Matschiess ist eben ursprünglich nicht vom Fach, musste sich deshalb nicht scheren um gärtnerische Konventionen, Traditionen und Prinzipien. Er studierte Fachliteratur und holte sich bei Experten Ratschläge, so bei Gärtner Hermann Gröne aus Leuth, dem renommierten Staudenkenner.

Schnell war Matschiess klar: Er will keinen verlängerten Wohnzimmerteppich. Rasenflächen gibt es nicht in seinem 8000 Quadratmeter großen Garten, auch "keine nackte Erde". Sein Paradies soll an jeder Stelle seinen Reiz haben, nicht nur beim Blick vom Haus aus, weshalb er mit der Regel brach, niedriges Gewächs nach vorn, hohes nach hinten zu pflanzen. Stattdessen: Probieren und prüfen, was wächst und gedeiht in dieser "schweren feuchten Erde". So gestalten, dass es ungestaltet wirkt, gewollt wild, bewusst so naturnah wie möglich.

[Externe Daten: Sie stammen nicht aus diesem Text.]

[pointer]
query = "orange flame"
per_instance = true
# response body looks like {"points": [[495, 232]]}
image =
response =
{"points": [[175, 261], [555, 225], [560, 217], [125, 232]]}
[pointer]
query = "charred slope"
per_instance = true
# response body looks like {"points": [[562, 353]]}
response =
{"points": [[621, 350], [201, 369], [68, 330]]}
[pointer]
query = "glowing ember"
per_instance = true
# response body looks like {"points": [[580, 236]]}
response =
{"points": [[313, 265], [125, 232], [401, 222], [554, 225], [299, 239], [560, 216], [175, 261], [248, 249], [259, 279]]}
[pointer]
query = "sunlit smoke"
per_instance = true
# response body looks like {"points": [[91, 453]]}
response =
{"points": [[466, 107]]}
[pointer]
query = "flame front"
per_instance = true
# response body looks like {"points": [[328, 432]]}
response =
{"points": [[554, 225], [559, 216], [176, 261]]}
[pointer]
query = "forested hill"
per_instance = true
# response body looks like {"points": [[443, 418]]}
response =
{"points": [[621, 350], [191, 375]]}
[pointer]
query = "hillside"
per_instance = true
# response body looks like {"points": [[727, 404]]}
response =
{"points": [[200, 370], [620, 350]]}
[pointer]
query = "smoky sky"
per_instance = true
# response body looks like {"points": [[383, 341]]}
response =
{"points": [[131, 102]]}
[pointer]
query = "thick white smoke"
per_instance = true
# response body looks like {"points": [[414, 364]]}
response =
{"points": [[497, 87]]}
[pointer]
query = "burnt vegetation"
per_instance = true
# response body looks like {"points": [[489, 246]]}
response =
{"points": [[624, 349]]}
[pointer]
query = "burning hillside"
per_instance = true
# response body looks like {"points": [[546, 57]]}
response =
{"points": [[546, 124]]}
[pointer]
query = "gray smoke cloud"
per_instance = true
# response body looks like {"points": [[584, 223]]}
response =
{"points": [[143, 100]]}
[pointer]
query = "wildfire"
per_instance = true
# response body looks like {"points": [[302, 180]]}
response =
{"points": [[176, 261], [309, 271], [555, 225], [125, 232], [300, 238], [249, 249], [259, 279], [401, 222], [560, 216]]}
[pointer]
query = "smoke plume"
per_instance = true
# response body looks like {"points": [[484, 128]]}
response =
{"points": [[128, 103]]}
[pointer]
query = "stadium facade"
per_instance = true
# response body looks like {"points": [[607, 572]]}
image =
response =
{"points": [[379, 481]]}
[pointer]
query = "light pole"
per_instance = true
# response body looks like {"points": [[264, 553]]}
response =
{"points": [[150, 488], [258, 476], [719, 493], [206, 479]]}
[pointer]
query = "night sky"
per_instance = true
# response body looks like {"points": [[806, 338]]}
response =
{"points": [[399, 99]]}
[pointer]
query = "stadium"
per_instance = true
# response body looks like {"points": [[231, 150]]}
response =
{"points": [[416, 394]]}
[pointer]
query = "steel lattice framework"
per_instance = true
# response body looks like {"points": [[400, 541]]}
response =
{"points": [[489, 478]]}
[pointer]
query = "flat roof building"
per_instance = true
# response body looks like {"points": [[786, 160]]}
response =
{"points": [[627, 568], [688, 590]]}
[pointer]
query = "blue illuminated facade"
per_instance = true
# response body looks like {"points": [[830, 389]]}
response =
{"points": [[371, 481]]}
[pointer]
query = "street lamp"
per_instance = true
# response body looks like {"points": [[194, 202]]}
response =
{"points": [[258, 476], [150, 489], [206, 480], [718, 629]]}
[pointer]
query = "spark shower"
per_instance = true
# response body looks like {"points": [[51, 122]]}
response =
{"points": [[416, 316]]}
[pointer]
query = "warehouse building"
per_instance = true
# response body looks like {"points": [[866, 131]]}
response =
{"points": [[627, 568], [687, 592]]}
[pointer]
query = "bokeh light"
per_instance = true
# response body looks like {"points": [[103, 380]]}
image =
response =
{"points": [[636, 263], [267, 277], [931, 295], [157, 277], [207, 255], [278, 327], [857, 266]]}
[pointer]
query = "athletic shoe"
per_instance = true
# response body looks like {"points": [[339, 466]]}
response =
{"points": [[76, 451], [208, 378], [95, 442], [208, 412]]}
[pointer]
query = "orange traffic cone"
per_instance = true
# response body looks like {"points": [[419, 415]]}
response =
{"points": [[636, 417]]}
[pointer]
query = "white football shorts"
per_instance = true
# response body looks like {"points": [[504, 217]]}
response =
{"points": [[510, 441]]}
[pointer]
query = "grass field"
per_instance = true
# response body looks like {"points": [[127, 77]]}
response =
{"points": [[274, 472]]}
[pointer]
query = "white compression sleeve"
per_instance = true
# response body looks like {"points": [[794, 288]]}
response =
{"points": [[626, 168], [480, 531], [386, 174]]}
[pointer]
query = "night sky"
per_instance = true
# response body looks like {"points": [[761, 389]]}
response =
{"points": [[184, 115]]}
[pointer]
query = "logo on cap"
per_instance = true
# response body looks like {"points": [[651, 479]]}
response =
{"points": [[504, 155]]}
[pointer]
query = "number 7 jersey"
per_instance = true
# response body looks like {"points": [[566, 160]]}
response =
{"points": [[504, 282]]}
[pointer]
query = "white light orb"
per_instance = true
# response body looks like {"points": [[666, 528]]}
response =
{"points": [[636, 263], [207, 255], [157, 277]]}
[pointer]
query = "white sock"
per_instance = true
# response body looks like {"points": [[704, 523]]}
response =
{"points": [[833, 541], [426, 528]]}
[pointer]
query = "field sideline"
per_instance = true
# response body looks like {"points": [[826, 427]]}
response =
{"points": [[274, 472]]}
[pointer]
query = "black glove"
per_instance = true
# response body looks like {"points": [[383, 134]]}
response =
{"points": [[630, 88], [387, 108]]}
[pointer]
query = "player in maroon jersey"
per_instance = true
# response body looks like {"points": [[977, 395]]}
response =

"Ein Garten ist Kultur, und Kultur wird gestaltet", schränkt Matschiess ein. Er wolle die Natur nicht zwingen, ihr wohl den Freiraum nach seinen Vorstellungen lassen. Deshalb hadert er mit denen, die "beim naturnahen Gärtnern die ausschließliche Verwendung heimischer Gewächse zum Prinzip, ja zur Ideologie hochstilisieren". Von Invasoren, Eindringlingen zu sprechen, möge er weder bei Menschen noch bei Pflanzen. So finden sich in seinem Garten durchaus Züchtungen von Stauden und Gehölzen aus anderen Ländern, die "eben einen solchen Boden mögen".

Der Reiz dieser Art von gegenwärtigem Gärtnern besteht für Matschiess darin, zu beobachten, ob und wie Stauden sich vergesellschaften. Manchmal mit einem durchaus erwünschten Nebeneffekt: Seine Stauden haben den ungeliebten Giersch, der sonst gern alles überwuchert, verdrängt.

So sehr Matschiess gegen Prinzipienreiterei ist, so sehr vertritt er ein Prinzip: "Rückschnitte, wenn überhaupt, nur dann, wenn es den Pflanzen gut tut." Also nicht im Herbst. Ergebnis: Stauden, Gräser und Gehölze prägen das winterliche Bild, mit Süßholzgewächsen etwa, mit Malve, Knöterich und Wiesenknopf, Distel und Lobelie, meist in Horsten. Manche stehen aufrecht, andere sind abgeknickt und wirken müde. Sie lassen ahnen, dass sie vergehen, um Neues sprießen zu lassen.

Info In seinem Buch "Avantgardenig. Plädoyer für gegenwärtiges Gärtnern" mit prächtigen Fotos von Jürgen Becker beschreibt Torsten Matschiess auf 192 Seiten seinen Garten und die Pflanzengesellschaften darin. Verlag Ulmer, 29,90 Euro, im Buchhandel.